I had been hearing for weeks about the Never Say Die showcase that was slated to take over Girls and Boys at Webster Hall last Friday night. The lineup included a multitude of hard-hitting dubstep artists including Laxx, Must Die!, Skism, and Eptic. Most of my basshead friends were left collecting their jaws off the floor when they'd originally heard of the event. Still being the novice that I am in the bass world, I was left with no real scale of how ridiculous this event was sure to be. I let my curiosity get the better of me and despite originally having the night off, I packed my gear and headed to Webster Hall to see what all the fuss was about.

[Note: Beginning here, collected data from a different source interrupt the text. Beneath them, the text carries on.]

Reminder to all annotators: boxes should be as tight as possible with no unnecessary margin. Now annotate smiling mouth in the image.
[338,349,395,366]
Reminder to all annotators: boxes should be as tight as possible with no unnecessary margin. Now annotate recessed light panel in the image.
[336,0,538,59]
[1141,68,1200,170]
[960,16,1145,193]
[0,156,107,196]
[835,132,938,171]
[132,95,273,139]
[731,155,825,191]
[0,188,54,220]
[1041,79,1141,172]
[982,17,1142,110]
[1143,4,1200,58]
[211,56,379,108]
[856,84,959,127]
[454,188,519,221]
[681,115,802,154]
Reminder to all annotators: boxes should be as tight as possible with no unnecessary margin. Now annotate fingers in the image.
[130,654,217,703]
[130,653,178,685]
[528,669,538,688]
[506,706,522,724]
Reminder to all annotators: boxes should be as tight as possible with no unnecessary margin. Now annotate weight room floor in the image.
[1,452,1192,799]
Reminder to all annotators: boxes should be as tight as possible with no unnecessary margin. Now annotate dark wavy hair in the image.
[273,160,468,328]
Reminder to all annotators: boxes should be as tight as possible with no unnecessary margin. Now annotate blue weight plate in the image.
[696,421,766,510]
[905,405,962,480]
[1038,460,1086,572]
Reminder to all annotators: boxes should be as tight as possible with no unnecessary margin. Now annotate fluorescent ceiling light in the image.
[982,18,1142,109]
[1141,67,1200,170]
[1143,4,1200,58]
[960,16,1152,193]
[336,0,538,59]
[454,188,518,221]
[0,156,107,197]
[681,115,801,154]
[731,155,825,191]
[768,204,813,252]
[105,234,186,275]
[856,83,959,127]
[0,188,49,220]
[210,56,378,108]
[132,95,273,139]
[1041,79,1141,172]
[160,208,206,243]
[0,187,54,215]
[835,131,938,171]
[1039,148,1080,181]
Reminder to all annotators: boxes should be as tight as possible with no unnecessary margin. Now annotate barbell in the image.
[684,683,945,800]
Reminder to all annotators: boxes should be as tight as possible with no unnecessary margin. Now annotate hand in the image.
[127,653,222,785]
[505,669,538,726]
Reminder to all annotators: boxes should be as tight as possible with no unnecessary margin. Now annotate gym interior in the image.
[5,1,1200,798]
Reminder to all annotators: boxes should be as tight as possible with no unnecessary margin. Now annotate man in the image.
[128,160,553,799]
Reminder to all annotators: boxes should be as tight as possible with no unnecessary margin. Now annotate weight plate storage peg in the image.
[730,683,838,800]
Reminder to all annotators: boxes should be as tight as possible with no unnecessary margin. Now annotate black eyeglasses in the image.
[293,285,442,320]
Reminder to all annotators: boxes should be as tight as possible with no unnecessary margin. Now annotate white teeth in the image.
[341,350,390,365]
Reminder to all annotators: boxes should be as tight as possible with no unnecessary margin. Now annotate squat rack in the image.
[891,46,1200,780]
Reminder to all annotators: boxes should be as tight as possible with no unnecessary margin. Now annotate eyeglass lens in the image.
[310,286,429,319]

I found out a photographer buddy of mine from Boston, Adam Straughn, was trying to attend the show, so I got us in to do some tandem shooting. We got through the doors right as Skism was tearing through his menacingly mechanical set. The sonic bombardment was relative to a symphony of robots battling. His sound is reminiscent of Excision's diabolical production of screeching synths laced with the sounds of an exploding transformer. The grand ballroom became a headbanger's ball as the night progressed.

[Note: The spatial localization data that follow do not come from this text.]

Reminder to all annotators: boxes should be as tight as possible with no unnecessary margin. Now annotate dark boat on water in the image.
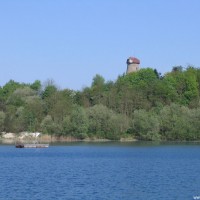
[15,143,24,148]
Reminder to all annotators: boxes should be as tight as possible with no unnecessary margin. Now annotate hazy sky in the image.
[0,0,200,90]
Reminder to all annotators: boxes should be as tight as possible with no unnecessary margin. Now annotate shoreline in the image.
[0,132,137,144]
[1,133,200,145]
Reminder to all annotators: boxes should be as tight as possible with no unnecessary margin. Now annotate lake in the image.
[0,142,200,200]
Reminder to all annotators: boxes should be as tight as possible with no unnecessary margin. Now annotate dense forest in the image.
[1,66,200,141]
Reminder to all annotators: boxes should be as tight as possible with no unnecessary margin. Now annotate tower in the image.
[126,57,140,74]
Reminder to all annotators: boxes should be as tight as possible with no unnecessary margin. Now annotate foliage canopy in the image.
[1,66,200,141]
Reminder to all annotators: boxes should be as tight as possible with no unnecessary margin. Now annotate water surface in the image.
[0,142,199,200]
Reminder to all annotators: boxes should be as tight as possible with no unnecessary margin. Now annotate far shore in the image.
[0,132,137,144]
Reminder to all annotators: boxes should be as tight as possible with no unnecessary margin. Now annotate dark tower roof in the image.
[126,57,140,64]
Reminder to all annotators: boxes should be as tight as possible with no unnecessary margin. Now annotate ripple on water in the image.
[0,144,200,200]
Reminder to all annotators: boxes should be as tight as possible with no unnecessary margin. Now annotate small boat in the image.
[15,132,49,148]
[24,143,49,148]
[15,143,49,148]
[15,143,24,148]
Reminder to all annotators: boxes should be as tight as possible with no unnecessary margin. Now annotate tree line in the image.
[0,65,200,141]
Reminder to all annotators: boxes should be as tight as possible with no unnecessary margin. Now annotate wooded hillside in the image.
[1,66,200,141]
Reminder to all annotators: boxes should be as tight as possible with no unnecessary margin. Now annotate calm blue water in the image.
[0,142,200,200]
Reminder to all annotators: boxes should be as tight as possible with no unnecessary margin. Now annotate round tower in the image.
[126,57,140,74]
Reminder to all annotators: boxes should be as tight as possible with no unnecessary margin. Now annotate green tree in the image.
[163,67,199,105]
[132,109,160,140]
[87,104,113,138]
[76,87,93,107]
[70,106,88,139]
[30,80,41,92]
[90,74,105,105]
[92,74,105,88]
[42,83,58,114]
[22,96,45,132]
[117,68,158,89]
[1,80,24,101]
[4,105,18,132]
[0,111,5,132]
[106,113,130,140]
[87,104,129,139]
[7,87,36,107]
[62,115,71,136]
[158,104,197,140]
[40,115,60,135]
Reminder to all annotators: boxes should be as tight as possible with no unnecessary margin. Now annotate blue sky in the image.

Following Skism was LAXX, a producer from the UK who mixed a perfect blend of electro, trap, and dubstep into a continuous brand of genre bending sound. His set rounded out the dubby and glitchy sound that was present throughout the showcase. Highlighting tracks from his recent EP "Twitch Pts. 1&2," the towering producer played the crowd perfectly. At one point, he brought the crowd into a frenzy with a remix of "Deep Down Low" after instructing them to get as low as possible and jump with the drop. Like the name of his EP, LAXX is the self described pioneer of the "twitch" subgenre, a mashup of bass music styles that offer something for anyone that loves heavy bass.
Up next was Must Die!, whose monstrous builds and drops had the stacks of speakers on stage rocking back and forth through the entirety of his set. I remember standing next to them as his set began and feeling the vibration of not only the bass, but the back and forth rocking of the speakers. I was amazed, yet slightly terrified, at the pure physicality of the bass coming from Must Die's mix. The amount of times I felt the venue should have collapsed were many, but exciting nonetheless. Not only a member of Never Say Die, but also OWSLA, it's obvious that Must Die! was destined to bring out a big mix of dubstep and drum and bass.

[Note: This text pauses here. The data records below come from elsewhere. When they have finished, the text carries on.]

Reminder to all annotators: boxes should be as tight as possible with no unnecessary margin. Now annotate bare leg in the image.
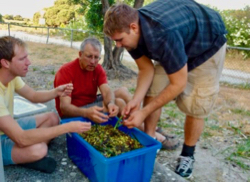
[114,98,126,116]
[12,142,48,164]
[143,96,163,139]
[10,112,59,164]
[184,115,204,146]
[114,87,132,103]
[35,112,59,128]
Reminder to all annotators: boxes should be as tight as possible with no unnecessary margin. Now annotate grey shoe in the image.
[175,156,195,178]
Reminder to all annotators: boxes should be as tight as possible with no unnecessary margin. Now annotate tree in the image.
[0,14,3,22]
[101,0,144,80]
[3,14,13,20]
[13,15,23,21]
[33,12,41,25]
[33,0,80,27]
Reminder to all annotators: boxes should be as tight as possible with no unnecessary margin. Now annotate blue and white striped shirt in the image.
[129,0,227,74]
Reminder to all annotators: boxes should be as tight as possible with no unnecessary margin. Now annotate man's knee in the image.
[26,143,48,160]
[114,87,130,99]
[46,112,60,126]
[115,98,126,111]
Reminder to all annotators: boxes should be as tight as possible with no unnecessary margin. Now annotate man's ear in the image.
[130,22,139,34]
[0,59,10,68]
[79,51,82,57]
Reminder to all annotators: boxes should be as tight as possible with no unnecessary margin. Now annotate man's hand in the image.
[68,121,91,133]
[56,83,73,97]
[123,110,146,129]
[122,99,141,119]
[85,106,109,123]
[107,103,119,117]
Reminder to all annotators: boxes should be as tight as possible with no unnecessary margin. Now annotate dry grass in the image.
[27,42,78,66]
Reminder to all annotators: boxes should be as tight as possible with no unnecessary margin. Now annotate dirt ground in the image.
[20,42,250,182]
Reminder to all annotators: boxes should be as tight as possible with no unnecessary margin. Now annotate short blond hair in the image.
[104,3,139,36]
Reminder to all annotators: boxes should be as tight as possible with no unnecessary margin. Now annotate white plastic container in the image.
[14,96,47,119]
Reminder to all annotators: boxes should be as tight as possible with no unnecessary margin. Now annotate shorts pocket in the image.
[177,85,219,118]
[193,85,219,116]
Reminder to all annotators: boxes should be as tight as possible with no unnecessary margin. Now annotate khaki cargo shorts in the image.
[147,43,226,118]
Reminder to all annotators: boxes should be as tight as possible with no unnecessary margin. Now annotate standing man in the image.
[0,36,91,173]
[54,37,131,123]
[104,0,227,178]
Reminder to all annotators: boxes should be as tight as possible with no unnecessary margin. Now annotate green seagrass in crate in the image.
[80,124,143,158]
[61,116,161,182]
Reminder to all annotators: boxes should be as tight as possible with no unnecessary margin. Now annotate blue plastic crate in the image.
[61,117,161,182]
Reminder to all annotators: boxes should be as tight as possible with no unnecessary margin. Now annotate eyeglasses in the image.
[84,54,101,61]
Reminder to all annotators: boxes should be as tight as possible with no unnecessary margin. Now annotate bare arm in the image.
[122,56,154,117]
[99,83,119,117]
[141,64,188,116]
[60,96,88,117]
[133,55,155,103]
[99,83,115,107]
[16,83,73,103]
[0,115,91,147]
[60,95,109,123]
[123,64,188,128]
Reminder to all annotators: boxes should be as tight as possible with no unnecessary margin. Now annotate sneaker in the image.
[175,156,195,178]
[20,156,57,173]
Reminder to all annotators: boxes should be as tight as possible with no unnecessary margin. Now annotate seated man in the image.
[54,37,179,150]
[54,37,130,123]
[0,36,91,173]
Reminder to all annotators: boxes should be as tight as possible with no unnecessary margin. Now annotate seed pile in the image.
[80,125,143,158]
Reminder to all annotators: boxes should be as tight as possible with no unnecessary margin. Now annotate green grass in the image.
[32,67,39,71]
[157,102,185,136]
[231,108,250,117]
[50,69,56,75]
[209,124,221,131]
[202,131,213,139]
[128,87,136,94]
[228,122,245,135]
[163,102,185,120]
[220,82,250,90]
[217,123,250,170]
[226,139,250,170]
[40,69,56,75]
[157,122,184,136]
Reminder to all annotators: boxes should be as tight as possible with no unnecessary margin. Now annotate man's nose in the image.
[90,58,96,63]
[26,58,31,65]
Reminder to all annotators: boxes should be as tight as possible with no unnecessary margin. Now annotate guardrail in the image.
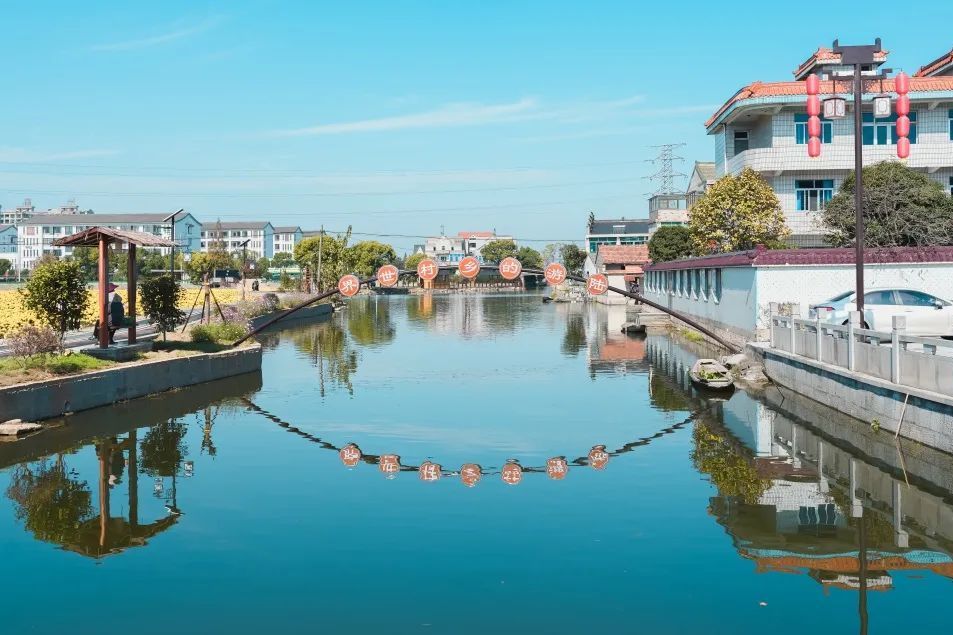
[769,313,953,397]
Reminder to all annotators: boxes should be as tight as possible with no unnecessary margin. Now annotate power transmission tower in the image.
[644,143,687,195]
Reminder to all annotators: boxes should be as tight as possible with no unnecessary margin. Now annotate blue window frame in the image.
[949,176,953,197]
[794,114,833,144]
[796,179,834,211]
[949,109,953,141]
[862,112,917,145]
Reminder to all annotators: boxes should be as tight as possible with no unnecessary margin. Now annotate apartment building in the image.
[273,226,303,256]
[15,212,201,271]
[706,46,953,246]
[201,222,274,259]
[585,216,651,254]
[457,231,514,261]
[424,234,466,264]
[0,225,16,263]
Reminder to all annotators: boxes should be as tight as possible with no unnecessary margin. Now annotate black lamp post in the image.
[163,208,184,280]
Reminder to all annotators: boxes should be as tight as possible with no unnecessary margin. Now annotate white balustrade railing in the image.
[769,313,953,397]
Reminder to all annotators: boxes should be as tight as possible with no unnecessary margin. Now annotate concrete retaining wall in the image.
[750,343,953,454]
[0,344,262,423]
[249,303,332,330]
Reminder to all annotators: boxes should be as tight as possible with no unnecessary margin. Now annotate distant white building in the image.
[273,226,303,256]
[201,222,274,260]
[457,231,514,262]
[585,216,651,255]
[424,234,466,264]
[1,198,36,226]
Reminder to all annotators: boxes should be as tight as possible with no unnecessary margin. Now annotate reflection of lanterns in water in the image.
[460,463,482,487]
[501,462,523,486]
[153,478,164,497]
[184,461,194,478]
[340,444,362,468]
[588,445,610,470]
[419,461,442,482]
[546,457,569,480]
[378,454,401,478]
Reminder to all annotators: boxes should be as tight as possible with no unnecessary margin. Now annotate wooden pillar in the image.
[98,236,110,348]
[127,243,137,344]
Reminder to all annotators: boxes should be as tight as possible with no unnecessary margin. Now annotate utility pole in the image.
[316,225,324,292]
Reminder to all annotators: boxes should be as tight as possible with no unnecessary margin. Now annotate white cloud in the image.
[90,16,221,52]
[0,147,122,163]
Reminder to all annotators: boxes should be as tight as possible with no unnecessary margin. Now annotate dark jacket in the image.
[110,297,125,327]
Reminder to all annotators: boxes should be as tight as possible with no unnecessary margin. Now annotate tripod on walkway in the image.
[181,279,227,331]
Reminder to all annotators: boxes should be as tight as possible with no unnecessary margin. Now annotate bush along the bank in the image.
[190,322,248,344]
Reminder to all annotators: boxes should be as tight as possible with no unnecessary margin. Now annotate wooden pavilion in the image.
[53,227,176,348]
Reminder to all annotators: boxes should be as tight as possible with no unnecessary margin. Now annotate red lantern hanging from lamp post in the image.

The climax of the night was with Eptic, the Belgian producer who has become known for his pure, unadulterated dubstep. During his set I made my way out onto the floor of the Grand Ballroom; without my camera, of course. The churning mess of moshers, headbangers, and bass-fanatics was ravenous, chomping at the bit for each drop as Eptic calmly wove his way through a mix of screaming synths and bone crushing bass. I had heard good things about what Eptic brought to the table, but this was something I couldn't have been prepared for. My good friend Matt, and my sire into the world of bass music told me this show was going to be "filthy," and that was quite a bit of an understatement.
Once again I found myself shocked that Webster Hall's floor was able to sustain the insanity that took place in the Grand Ballroom that night, but the historic venue proved once again why producers and fans of all walks of life continue to gather there. There are very few places I would catch a show like the Never Say Die showcase, and I think they chose the absolute best place to have it.